Thursday, January 24, 2013

How to paint gems

Today I want to show you a little tutorial that I've written few month ago for the Italian modelling website that I admin with some friends, (if you are Italian, you can read the original article here: link ).

Painting shining gems is a very easy way to boost your models. The method is very easy once you have understood the mechanism, well the trick honestly, to paint a realistic gem. In this tutorial I'll explain you how to do that.

In order to to show more clearly every passage, I've painted a gem using Photoshop. I've chosen to do that to have a clearer and sharper image, step by step. This thing (the pictures I mean) would have been harder to do on a 32 mm model because of the size. On the top of this article you can see some examples of painted gems, painted by me of course, on real models. This method works greatly on flat 2D surfaces too, so you do not need to have a real 3D sculpted gem.

Ok, so the very first thing to do is to understand where to put the lights and the shadows in order to obtain an effect of refection/trasparency and thee-dimensionality on our stone.
Let's take a look at the image:

Let's image a source of light coming from the top of the gem. The light will focus on two zones: on the top in the so called "spot of light" and and on the lower zone of the stone. On the top zone we will have the maximum direct reflected light and in the lower zone we will see the "filtered" light of the gem because of its geometry and its trasparency, so this reflected one will be less intense and will get the color of the stone.
Take a note that the light, on the contrary of what you may think, in this case increases going on the bottom. The opposite happens to the shadows. Anyway it's all shown in the previous image.

Ok, let's start painting for real. I've chosen to paint a green gem so let's make an uniform base of Dark Angels Green (Caliban Green now I think), from Games Workshop.

Now, let's work on the lights lighten the lower part of the gem. I've added a small quantity of yellow to the green to get a brighter color. You could also use a tone like Scorpion Green.
Note one thing: when I've highlighted the base of the gem I didn't paint a crescent like shape in the lower zone of the stone. This thing helps to emphasize the convex geometry of our object. Just look at the finished gem image to understand better what I'm saying.. you will see a "U shape" shadow area on the bottom...

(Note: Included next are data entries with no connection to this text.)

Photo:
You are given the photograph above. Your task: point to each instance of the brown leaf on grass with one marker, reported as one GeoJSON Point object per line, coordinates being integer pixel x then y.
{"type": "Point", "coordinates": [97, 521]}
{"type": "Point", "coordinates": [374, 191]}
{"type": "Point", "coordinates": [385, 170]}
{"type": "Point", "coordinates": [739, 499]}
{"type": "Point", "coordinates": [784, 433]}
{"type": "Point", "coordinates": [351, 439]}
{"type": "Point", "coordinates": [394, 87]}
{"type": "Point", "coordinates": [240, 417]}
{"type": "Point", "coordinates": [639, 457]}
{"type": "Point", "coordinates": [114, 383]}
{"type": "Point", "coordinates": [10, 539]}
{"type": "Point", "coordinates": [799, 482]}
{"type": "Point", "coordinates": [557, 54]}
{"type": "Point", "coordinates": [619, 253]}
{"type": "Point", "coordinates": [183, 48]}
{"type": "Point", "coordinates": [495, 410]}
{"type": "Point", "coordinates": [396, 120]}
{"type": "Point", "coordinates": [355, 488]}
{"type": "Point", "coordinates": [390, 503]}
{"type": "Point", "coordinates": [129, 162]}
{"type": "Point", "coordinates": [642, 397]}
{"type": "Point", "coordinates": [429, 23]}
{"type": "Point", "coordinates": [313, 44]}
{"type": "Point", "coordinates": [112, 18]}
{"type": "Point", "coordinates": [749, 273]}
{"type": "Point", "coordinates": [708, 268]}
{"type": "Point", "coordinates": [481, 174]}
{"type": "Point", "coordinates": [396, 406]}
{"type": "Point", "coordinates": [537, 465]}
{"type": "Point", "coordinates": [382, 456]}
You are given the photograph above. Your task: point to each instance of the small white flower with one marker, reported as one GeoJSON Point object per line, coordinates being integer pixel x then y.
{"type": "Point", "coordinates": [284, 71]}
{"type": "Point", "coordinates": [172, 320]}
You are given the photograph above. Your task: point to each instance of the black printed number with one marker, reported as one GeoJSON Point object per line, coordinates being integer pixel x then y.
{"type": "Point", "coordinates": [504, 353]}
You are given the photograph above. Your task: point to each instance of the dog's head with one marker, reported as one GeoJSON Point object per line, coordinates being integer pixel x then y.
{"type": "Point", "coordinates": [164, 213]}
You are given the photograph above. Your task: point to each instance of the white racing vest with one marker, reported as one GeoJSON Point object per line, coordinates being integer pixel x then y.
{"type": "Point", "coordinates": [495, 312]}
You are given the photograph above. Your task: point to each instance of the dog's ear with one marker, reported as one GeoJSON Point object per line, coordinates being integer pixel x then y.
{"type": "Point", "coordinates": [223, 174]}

Let's add more and more yellow painting smaller and smaller zone step by step. Note how the painted area looks like a crescent. To get a better effect try to leave a kind of darker oval shape on the higher zone of the gem.

Keep adding more and more yellow and paint into smaller areas.

Now you can clearly see the yellow crescent in the lower zone of the stone.

The lower area of our gem is finished. Let's star to give depth to the shadows of the higher zone. Add a little bit of red to the pure green (Dark Angels, do you remember?) and paint the shadows. The red color works because it's the complementary of the green.

When the mix of green and red starts to become too brownish, add some black color and keep shading into smaller areas.

The gem is almost done, just one little  fundamental thing is missing: a spot of light. Take some pure white and with your brush add a little dot on the top of the stone, not too close to the boundary.
If you want you could add more lights on the lower part of the gem, it's up to you.

The gem is done!

In this guide I have showed you a very typical instance of stone: oval shaped gem with zenithal light. Of course you can use the same process for every kind of stone or crystal glass. Anyway when I paint miniatures I prefer to put the light slightly on one side. This effect gives, in my humble opinion, more dramatic nature to the model.